According to the scholarly source, Wikipedia, that oft quoted phrase, "this too shall pass," apparently comes from Persian Sufisim. There is a poem by which a fabled king is humbled by these simple words. Another Sufi version has this proverb inscribed on a ring which gives the wearer the ability to make the happy man sad and vice versa. Interesting, I admit. What power does this ancient phrase hold today?
I recently found myself giving this phrase to a co-worker during one of those brief coffee-pot conversations. It appears fairly innocuous on the surface, like cocktail wisdom when one needs a quick word of re-assurance. But again, I ask the question: does this actually mean anything today?
"And this too shall pass."
When I consider the roller coaster that I have been riding non-stop for several years, it strikes me as almost callous and the power to yield an unintended effect of negativity. I seriously doubt that most who employ this phrase have that intention; moreover, it is such an easy expression to use that its efficacy appears muddled at best.

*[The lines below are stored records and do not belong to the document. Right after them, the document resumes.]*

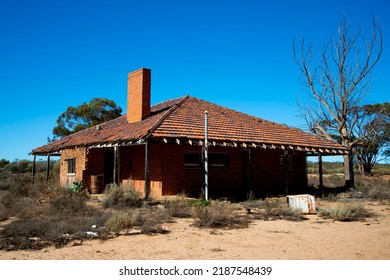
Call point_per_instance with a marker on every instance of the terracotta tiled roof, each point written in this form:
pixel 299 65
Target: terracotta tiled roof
pixel 183 119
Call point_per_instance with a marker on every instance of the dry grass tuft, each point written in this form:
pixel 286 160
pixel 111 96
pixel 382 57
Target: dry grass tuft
pixel 219 215
pixel 347 212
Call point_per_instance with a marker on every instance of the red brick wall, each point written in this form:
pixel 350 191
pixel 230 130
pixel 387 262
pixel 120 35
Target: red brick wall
pixel 77 153
pixel 169 176
pixel 270 175
pixel 94 165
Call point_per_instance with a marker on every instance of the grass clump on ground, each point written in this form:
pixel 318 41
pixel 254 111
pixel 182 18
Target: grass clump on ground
pixel 219 215
pixel 178 207
pixel 122 196
pixel 347 212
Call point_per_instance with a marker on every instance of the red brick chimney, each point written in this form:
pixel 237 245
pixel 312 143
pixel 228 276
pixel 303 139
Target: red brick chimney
pixel 138 95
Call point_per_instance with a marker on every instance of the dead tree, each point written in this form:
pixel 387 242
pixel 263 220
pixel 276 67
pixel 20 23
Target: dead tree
pixel 337 83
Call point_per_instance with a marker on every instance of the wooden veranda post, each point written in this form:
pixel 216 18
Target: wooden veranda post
pixel 33 169
pixel 47 168
pixel 147 172
pixel 251 173
pixel 286 166
pixel 115 177
pixel 206 157
pixel 320 175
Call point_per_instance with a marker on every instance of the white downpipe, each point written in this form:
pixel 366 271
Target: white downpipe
pixel 206 157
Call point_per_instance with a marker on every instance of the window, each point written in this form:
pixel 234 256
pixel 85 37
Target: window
pixel 216 160
pixel 284 164
pixel 71 165
pixel 192 160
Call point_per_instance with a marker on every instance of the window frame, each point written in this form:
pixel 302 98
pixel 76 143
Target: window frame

"Yes, this too shall pass."
I am guilty of longing to achieve my goals at the expense of neglecting the journey to get there. Sadly, I have missed out on so much in life with that narrow approach. Wishing an experience to simply pass on, I believe, misses the point regardless if the event(s) are positive or negatively impacting the sojourner. As I continue to live what I feel is a "tent-maker" sort of life, I am learning to accept that the here-and-now gives me time to inwardly digest the thing at hand. Unfortunately, there has been more bad than good. One can only be beaten down so much until lethargy creeps in. I fight that fight daily. Wishing things to pass is too easy, truly wishful thinking. The more I accept and own, the less difficult the things at hand become.
"All good things must come to an end. And the only certainty is death and taxes."
Perhaps. Perhaps the life we are called to live is one being filled with the moments of the journey, rather than the rush to our destination. I will always cringe when I hear fellow Christians say, "we live to go to heaven," and other such nonsense. As if our lives spent here is some sort of waiting room for a better life ahead. Bullocks! If this were true, Christ's eventual triumphant return would be sooner rather than later. Certainty can be fleeting, and perhaps that is what we really mean to say.